Venezia 72 / Lao Pao Er (Mr. Six)

Lezioncina retorica dalla morale irricevibile, il film di chiusura di Venezia 72 è un ritratto edulcorato e facile della Cina contemporanea.

Gigante dai piedi d’argilla, la Cina è il paese orientale che più vive di spietate contraddizioni interne, giano bifronte che oppone ad una crescita industriale serrata un generale arretramento di gran parte della società, specie di quella moltitudine che vive fuori dai centri urbani. Una frattura dolorosa, che in Lao Pao Er (Mr. Six) di Guan Hu diventa terreno fertile per un discorso populista che oppone il popolino e i sani valori di un tempo all’edonismo facile e borghese della gioventù più occidentalizzata. Un impianto retorico che diviene lezione morale del tutto irricevibile per semplificazione, grana grossa e superficialità.

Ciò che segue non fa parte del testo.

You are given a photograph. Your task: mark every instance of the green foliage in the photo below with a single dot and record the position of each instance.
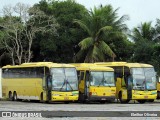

Eroe di questa battaglia valoriale è un gangster ripulito, tale Lao Pao Er, che per salvare il figlio dalle angherie di una gang di piloti da strada cerca di riunire la banda di un tempo. Con questa sfiderà una volta per tutte il gruppo di giovinastri dal capello impomatato e la smorfia facile.

Mr. Six è un film di attesa costante, la promessa di un’azione suggerita, minacciata, millantata, che nel corso del racconto non arriva mai. In questo vuoto cresce piuttosto il suo protagonista, vecchio criminale dall’animo zen diventato protettore del quartiere. Lao Pao Er è un santo di quelli che Guan Hu vuole spacciarci come vecchi ceti popolari, un ex criminale che dismesso l’animo belligerante vive dalla parte dei più deboli, mentre i giovani figli dei dirigenti industriali perseguono la loro ricchezza come bambocci viziati. In questo scontro morale nulla è lasciato al caso, neanche il look effeminato del leader della gang avversaria, a cui si oppone la sincera rudezza della squadra di Lao.

Ma fosse almeno efficace, Mr. Six, se ne potrebbe ammirare la forza cinematografica a discapito della più facile morale, ma invece Hu traspone tale “messaggio” anche sul piano formale, abbracciando un’estetica enfatica fatta di rallenti e pose melodrammatiche, specie in un finale talmente impegnato a recapitare la sua lezioncina da sfondare nel ridicolo involontario.

All’interno di questa cornice così ben confezionata si disgrega poi ogni speranza di assistere ad una rappresentazione sincera dei quartieri popolari di Pechino, di cui Hu offre un ritratto ripulito ed edulcorato, conforme ad ogni dettame governativo. Ma del resto poco o nulla di Mr. Six potrebbe indisporre anche il più zelante addetto alla censura cinese, che anzi non faticherà a trovare nel film un’edificante storia di riscoperta dei valori nazionali.